When I am “hungry,” intimacy feels like sweet dew falling—gentle, nourishing, and tender.
But when I am “not hungry,” even skin-to-skin closeness can stir a subtle discomfort in my heart, even a faint kind of “pain.”

This isn’t a conclusion reached by the mind,
But an intuition rising from the depth of LIFE itself—a soft whisper:
Follow nature, not desire; align with nature, not impulse.

What touched me most was an experience with a male member I liked.
When I gently said, “I’m not hungry,”
his fiery breath quieted in an instant—like a deer in the forest: gentle, restrained, and graceful.
No pressure, no resentment—just a calm and respectful silence.

In that moment, for the first time,
I truly felt that I was not a body waiting to be used,
but a sentient being—with choice, with spirit—seen, heard, and cherished.

Final Reflections:

So it turns out—
Jealousy can be like the wind—no longer tearing, just gently passing through.
Desire need not be suppressed or unleashed;
It can be softly acknowledged, tenderly held.
Emotional and sexual love are not abysses of craving—
But bridges to my true self.

All of this became clear to me because I stepped into Lifechanyuan,
Into the Second Home—
And into a journey of communion with Heaven and Earth, and dialogue with my own being.
Within the collective life of the Thailand Branch,
I saw the shadow of myself reflected, and came to understand the steps of others.

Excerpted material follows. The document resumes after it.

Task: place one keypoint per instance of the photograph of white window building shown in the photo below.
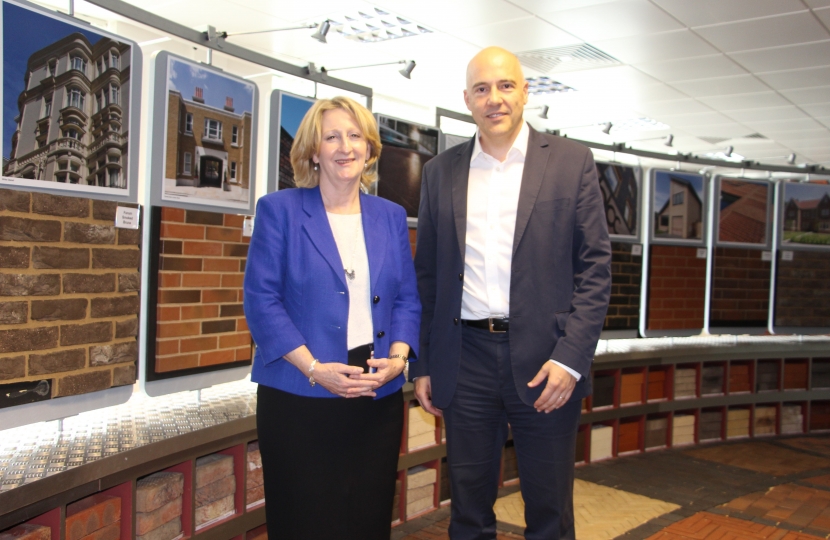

If LIFE truly is a path of spiritual cultivation,
Then emotional and sexual love are among its most delicate strings.
Play them with precision, and they resonate with clarity;
Strike them carelessly, and they give rise to discord.

May every seeker of truth among us
Eat with presence when hungry, and rest with ease when full;
No longer letting the mind hijack the body,
Nor fear sit in judgment of the heart.

May we, in the classroom of the Greatest Creator's love,
Learn to honor each other’s rhythms, trust the wisdom of the soul,
And in the selfless realm—
Follow nature in loving, and live with clarity and grace.